Vivona Sandro, Bernante Filippo, Filippini Francesco
Molecular Biology and Bioinformatics (MOLBINFO), Department of Biology, University of Padua, viale G, Colombo 3, 35131 Padova, Italy.
BMC Biotechnol. 2006 Jul 18;6:35. doi: 10.1186/1472-6750-6-35.
Since a milestone work on Neisseria meningitidis B, Reverse Vaccinology has strongly enhanced the identification of vaccine candidates by replacing several experimental tasks using in silico prediction steps. These steps have allowed scientists to face the selection of antigens from the predicted proteome of pathogens, for which cell culture is difficult or impossible, saving time and money. However, this good example of bioinformatics-driven immunology can be further developed by improving in silico steps and implementing biologist-friendly tools.
We introduce NERVE (New Enhanced Reverse Vaccinology Environment), an user-friendly software environment for the in silico identification of the best vaccine candidates from whole proteomes of bacterial pathogens. The software integrates multiple robust and well-known algorithms for protein analysis and comparison.
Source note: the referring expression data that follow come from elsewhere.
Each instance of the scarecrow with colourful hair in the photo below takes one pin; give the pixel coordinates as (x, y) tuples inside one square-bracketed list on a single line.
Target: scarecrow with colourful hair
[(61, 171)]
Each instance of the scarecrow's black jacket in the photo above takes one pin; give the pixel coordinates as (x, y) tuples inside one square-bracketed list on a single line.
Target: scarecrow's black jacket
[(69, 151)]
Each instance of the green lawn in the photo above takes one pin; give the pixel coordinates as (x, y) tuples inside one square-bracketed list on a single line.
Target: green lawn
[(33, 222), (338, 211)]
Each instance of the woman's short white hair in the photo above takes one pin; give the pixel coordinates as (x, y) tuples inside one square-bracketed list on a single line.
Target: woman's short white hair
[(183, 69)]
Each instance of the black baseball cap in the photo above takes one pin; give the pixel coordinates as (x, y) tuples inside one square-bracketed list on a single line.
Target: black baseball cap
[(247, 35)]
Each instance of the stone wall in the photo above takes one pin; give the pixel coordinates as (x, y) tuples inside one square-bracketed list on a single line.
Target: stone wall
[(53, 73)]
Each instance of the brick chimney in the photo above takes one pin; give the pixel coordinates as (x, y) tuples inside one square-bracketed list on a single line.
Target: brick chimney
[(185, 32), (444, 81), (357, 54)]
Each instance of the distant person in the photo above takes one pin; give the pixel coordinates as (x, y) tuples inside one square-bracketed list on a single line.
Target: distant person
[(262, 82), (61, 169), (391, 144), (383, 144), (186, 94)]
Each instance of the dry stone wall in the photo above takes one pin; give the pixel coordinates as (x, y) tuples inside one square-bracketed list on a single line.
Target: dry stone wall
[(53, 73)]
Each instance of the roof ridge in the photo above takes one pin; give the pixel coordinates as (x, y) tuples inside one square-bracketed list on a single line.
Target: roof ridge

Vaccine candidates are ranked and presented in a html table showing relevant information and links to corresponding primary data. Information concerning all proteins of the analyzed proteome is not deleted along selection steps but rather flows into an SQL database for further mining and analyses.
After learning from recent years' works in this field and analysing a large dataset, NERVE has been implemented and tuned as the first available tool able to rank a restricted pool (approximately 8-9% of the whole proteome) of vaccine candidates and to show high recall (approximately 75-80%) of known protective antigens. These vaccine candidates are required to be "safe" (taking into account autoimmunity risk) and "easy" for further experimental, high-throughput screening (avoiding possibly not soluble antigens). NERVE is expected to help save time and money in vaccine design and is available as an additional file with this manuscript; updated versions will be available at http://www.bio.unipd.it/molbinfo.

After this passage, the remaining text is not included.